Now you can treat your database as a "current state" of record, not the true record.
You can introduce new applications and re-read the past events and examine their behaviors in terms of what would have happened.
You can perfect audit logging for free.
You can introduce new versions of your application and perform exhaustive testing on it by replaying the events.
You can more easily reason about database versioning/upgrades/schema changes by replaying the events into the new database.
You can migrate to completely new database technology (e.g., maybe you find you've outgrown your relational DB and you want to switch to a specialized database/index).

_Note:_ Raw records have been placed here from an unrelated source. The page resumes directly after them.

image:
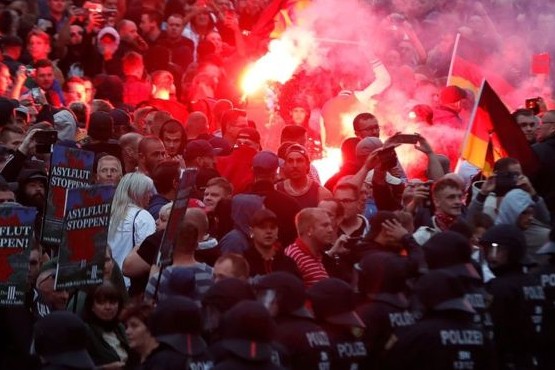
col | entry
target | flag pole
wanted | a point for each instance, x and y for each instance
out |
(472, 117)
(455, 48)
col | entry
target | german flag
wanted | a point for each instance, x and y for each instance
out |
(493, 134)
(469, 76)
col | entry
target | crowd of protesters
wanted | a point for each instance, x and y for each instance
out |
(273, 266)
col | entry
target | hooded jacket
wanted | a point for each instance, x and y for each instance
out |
(515, 202)
(243, 206)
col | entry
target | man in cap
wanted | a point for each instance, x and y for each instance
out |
(176, 324)
(519, 300)
(199, 154)
(247, 335)
(544, 181)
(447, 196)
(333, 303)
(232, 121)
(366, 125)
(385, 308)
(47, 299)
(184, 256)
(451, 100)
(265, 255)
(264, 166)
(61, 342)
(297, 183)
(174, 137)
(445, 337)
(308, 345)
(546, 275)
(31, 190)
(151, 152)
(219, 299)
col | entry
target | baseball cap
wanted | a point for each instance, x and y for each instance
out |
(265, 162)
(249, 133)
(180, 281)
(7, 111)
(296, 148)
(177, 322)
(221, 146)
(247, 331)
(333, 301)
(367, 146)
(61, 338)
(290, 290)
(227, 293)
(382, 272)
(120, 117)
(261, 216)
(101, 126)
(198, 148)
(510, 237)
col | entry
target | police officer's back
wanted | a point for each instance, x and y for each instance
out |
(333, 303)
(307, 344)
(452, 251)
(176, 324)
(446, 337)
(385, 305)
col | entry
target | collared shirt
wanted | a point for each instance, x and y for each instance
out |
(310, 266)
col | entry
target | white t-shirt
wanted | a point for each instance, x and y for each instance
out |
(123, 240)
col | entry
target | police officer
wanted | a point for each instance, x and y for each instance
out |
(547, 279)
(333, 303)
(176, 324)
(446, 337)
(307, 344)
(247, 334)
(451, 250)
(385, 308)
(518, 298)
(220, 298)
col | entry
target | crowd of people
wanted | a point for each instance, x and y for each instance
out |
(274, 266)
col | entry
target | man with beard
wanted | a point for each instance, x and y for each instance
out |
(31, 192)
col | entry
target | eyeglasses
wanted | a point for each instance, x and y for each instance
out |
(369, 128)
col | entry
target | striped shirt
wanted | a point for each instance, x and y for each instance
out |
(311, 266)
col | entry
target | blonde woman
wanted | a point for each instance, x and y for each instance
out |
(130, 223)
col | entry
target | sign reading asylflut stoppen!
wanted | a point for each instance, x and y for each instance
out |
(84, 237)
(70, 168)
(16, 236)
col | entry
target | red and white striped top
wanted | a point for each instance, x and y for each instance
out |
(311, 266)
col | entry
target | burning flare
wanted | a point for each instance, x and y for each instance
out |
(281, 61)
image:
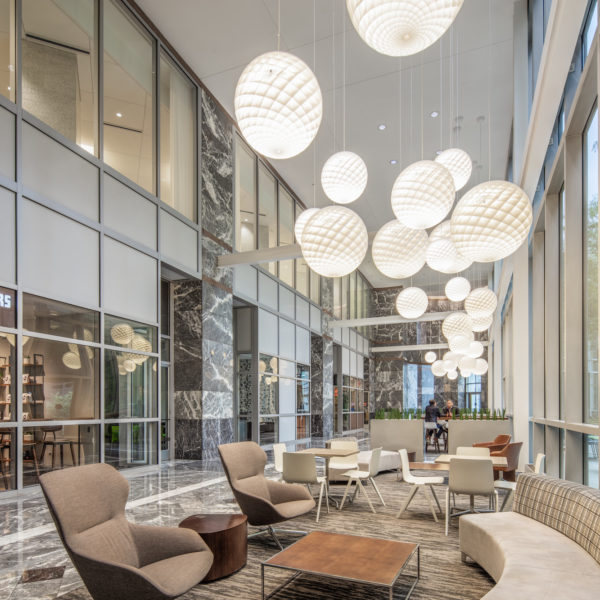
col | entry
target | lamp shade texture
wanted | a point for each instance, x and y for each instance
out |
(344, 177)
(481, 302)
(399, 251)
(411, 303)
(334, 241)
(491, 221)
(278, 104)
(301, 221)
(401, 27)
(422, 194)
(458, 162)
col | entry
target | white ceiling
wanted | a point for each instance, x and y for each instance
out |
(218, 39)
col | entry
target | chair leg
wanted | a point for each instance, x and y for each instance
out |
(413, 491)
(377, 490)
(362, 489)
(346, 493)
(435, 497)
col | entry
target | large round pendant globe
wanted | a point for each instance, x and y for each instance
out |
(422, 194)
(334, 241)
(411, 303)
(401, 27)
(278, 104)
(491, 221)
(399, 251)
(344, 177)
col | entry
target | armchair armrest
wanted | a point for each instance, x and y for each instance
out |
(158, 543)
(287, 492)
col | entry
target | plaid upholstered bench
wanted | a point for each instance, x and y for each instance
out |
(548, 547)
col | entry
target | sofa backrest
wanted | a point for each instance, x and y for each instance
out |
(570, 508)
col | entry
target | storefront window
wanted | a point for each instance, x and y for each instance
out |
(177, 139)
(590, 268)
(8, 64)
(245, 197)
(60, 75)
(128, 97)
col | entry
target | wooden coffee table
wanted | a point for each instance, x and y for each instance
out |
(346, 557)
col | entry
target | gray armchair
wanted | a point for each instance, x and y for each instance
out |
(263, 501)
(116, 559)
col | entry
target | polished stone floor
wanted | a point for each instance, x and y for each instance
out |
(33, 563)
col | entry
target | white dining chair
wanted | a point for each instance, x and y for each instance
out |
(471, 476)
(418, 483)
(302, 468)
(358, 476)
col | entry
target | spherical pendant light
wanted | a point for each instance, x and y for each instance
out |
(422, 194)
(481, 302)
(481, 366)
(278, 105)
(121, 333)
(334, 241)
(457, 289)
(301, 221)
(344, 177)
(430, 356)
(482, 323)
(412, 303)
(457, 323)
(401, 27)
(475, 349)
(491, 221)
(399, 251)
(437, 368)
(458, 162)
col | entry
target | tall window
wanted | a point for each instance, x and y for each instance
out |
(128, 97)
(590, 268)
(177, 139)
(60, 79)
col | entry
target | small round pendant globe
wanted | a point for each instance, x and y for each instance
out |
(423, 194)
(481, 302)
(399, 251)
(401, 27)
(334, 241)
(411, 303)
(457, 289)
(430, 356)
(344, 177)
(491, 221)
(301, 221)
(278, 105)
(458, 162)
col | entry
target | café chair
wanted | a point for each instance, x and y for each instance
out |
(265, 502)
(116, 559)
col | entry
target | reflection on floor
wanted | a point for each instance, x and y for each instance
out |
(33, 563)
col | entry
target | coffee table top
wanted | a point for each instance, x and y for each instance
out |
(352, 557)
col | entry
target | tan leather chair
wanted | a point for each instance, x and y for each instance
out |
(116, 559)
(263, 501)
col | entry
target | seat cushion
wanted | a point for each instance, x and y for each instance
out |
(528, 559)
(176, 575)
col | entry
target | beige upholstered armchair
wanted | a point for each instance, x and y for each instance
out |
(115, 558)
(263, 501)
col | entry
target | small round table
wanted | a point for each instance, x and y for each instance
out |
(227, 537)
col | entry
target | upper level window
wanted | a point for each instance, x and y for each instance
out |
(177, 139)
(128, 97)
(60, 78)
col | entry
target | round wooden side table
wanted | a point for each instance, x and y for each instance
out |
(227, 537)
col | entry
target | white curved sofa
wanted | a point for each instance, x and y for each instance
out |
(547, 547)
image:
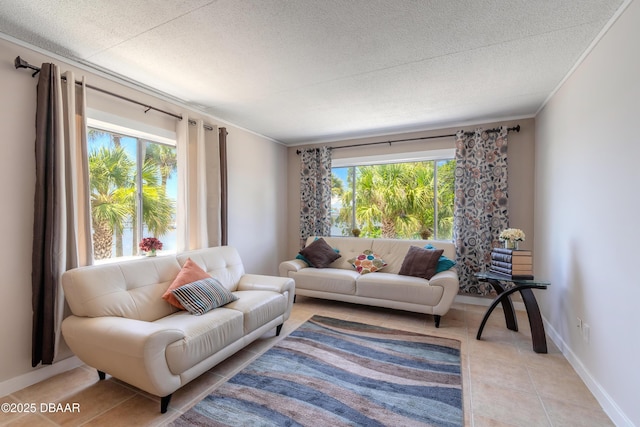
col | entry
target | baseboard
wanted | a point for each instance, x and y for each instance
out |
(25, 380)
(604, 399)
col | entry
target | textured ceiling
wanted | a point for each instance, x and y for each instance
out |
(316, 70)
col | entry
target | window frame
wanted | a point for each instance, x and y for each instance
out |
(434, 156)
(142, 133)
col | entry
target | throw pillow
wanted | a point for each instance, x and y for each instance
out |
(368, 262)
(203, 295)
(300, 257)
(444, 263)
(420, 262)
(189, 273)
(319, 253)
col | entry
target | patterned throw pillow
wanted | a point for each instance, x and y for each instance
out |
(189, 273)
(203, 295)
(368, 262)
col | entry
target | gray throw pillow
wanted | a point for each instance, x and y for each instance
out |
(420, 262)
(203, 295)
(319, 253)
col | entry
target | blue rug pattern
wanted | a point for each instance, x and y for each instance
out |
(332, 372)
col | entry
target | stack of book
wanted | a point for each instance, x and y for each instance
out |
(512, 263)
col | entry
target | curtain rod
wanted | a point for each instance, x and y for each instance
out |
(21, 63)
(515, 129)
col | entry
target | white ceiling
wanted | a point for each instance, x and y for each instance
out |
(317, 70)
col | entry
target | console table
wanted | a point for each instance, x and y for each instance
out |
(504, 296)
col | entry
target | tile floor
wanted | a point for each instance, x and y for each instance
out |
(504, 382)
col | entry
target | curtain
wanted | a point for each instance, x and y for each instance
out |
(224, 203)
(62, 224)
(315, 193)
(481, 203)
(199, 202)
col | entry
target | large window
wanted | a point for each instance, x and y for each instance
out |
(404, 200)
(133, 188)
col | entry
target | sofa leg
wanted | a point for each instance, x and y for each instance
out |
(164, 403)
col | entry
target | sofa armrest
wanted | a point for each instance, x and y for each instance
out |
(291, 266)
(131, 350)
(284, 285)
(448, 280)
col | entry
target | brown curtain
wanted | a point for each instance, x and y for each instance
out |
(61, 228)
(224, 228)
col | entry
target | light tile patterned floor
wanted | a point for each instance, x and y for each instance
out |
(505, 383)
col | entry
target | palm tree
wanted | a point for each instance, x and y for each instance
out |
(165, 158)
(113, 198)
(111, 171)
(397, 200)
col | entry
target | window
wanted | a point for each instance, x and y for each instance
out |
(394, 199)
(133, 186)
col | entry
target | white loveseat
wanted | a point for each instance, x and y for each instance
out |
(122, 326)
(385, 288)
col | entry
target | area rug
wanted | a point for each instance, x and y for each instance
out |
(332, 372)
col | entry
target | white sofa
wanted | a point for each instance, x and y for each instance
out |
(386, 288)
(122, 326)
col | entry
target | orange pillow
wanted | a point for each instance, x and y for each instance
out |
(190, 273)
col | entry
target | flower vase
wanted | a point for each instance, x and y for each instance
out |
(511, 244)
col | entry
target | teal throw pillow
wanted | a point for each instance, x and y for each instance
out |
(444, 263)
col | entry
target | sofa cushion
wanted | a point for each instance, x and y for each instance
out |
(189, 273)
(319, 253)
(393, 287)
(204, 336)
(420, 262)
(203, 295)
(368, 262)
(327, 280)
(131, 289)
(258, 307)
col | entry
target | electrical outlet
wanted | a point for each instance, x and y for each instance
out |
(585, 332)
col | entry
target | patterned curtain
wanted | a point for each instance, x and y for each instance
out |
(315, 193)
(480, 203)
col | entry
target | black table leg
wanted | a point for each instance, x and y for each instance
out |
(535, 321)
(507, 306)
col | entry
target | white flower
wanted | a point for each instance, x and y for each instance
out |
(512, 235)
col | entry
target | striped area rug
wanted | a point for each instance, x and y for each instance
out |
(332, 372)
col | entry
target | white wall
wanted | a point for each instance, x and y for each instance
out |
(257, 200)
(587, 208)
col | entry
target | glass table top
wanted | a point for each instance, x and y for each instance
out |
(487, 275)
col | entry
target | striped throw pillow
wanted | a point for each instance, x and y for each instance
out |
(203, 295)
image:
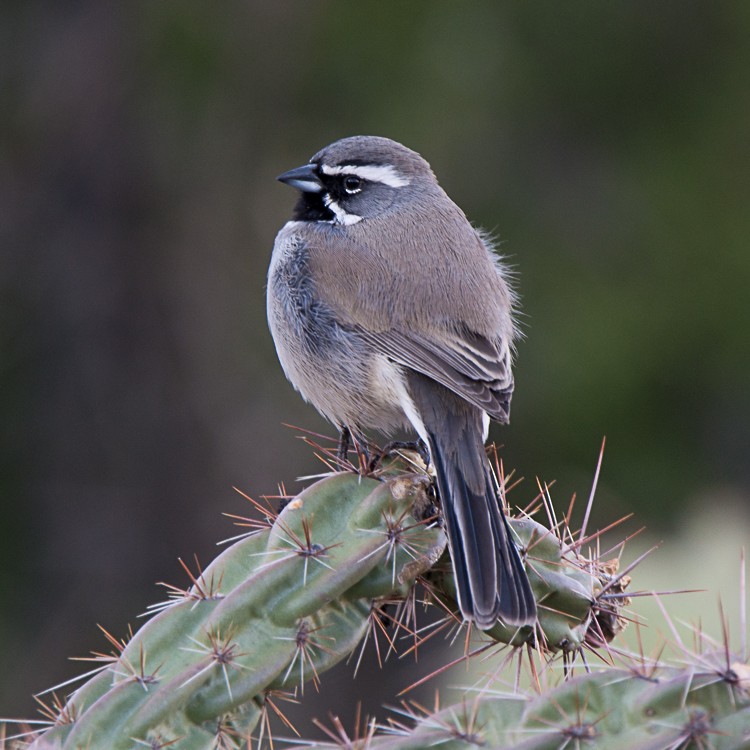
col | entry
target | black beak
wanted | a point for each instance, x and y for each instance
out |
(303, 178)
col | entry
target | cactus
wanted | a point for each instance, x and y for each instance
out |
(306, 585)
(617, 709)
(292, 599)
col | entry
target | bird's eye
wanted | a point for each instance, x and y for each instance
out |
(352, 184)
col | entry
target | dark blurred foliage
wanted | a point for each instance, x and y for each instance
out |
(606, 146)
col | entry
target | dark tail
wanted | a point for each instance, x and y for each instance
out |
(490, 578)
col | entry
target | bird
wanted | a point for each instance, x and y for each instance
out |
(389, 310)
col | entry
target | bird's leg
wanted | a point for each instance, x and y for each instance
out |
(418, 446)
(347, 436)
(344, 440)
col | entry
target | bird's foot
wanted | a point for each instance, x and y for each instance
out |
(417, 446)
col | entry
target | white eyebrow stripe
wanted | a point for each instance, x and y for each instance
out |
(385, 174)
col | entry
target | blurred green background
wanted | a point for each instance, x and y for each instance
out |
(606, 145)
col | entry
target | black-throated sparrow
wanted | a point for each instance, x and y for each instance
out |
(389, 309)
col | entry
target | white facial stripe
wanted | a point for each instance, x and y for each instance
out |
(386, 174)
(342, 217)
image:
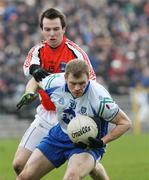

For more information on this, read "Turning the database inside-out with Apache Samza", by Martin Kleppmann.

When you book a flight on aa.com, delta.com, or united.com, you're seeing some of these concepts in action. When you choose a seat, you don't actually get assigned it—you reserve it. When you book your flight, you don't actually have a ticket—you get an email later telling you you've been confirmed/ticketed. Have you ever had a reservation change and been assigned a different seat for the flight? Or been to the gate and heard them ask for volunteers to give up seats because the flight is oversold? These are examples of transactional boundaries, eventual consistency, compensating transactions, and even apologies at work.

Conclusion

Data, data integration, data boundaries, enterprise usage patterns, distributed systems theory, timing, and so on are all the hard parts of microservices (because microservices is really just distributed systems). I'm seeing too much confusion around technology ("If I use Spring Boot I'm doing microservices; I need to solve service discovery, load balancing in the cloud before I can do microservices", "I must have a single database per microservice") and useless rules regarding microservices.

Don't worry. Once the big vendors have sold you all the fancy suites of products, you'll still be left to do the hard parts I've outlined in this article.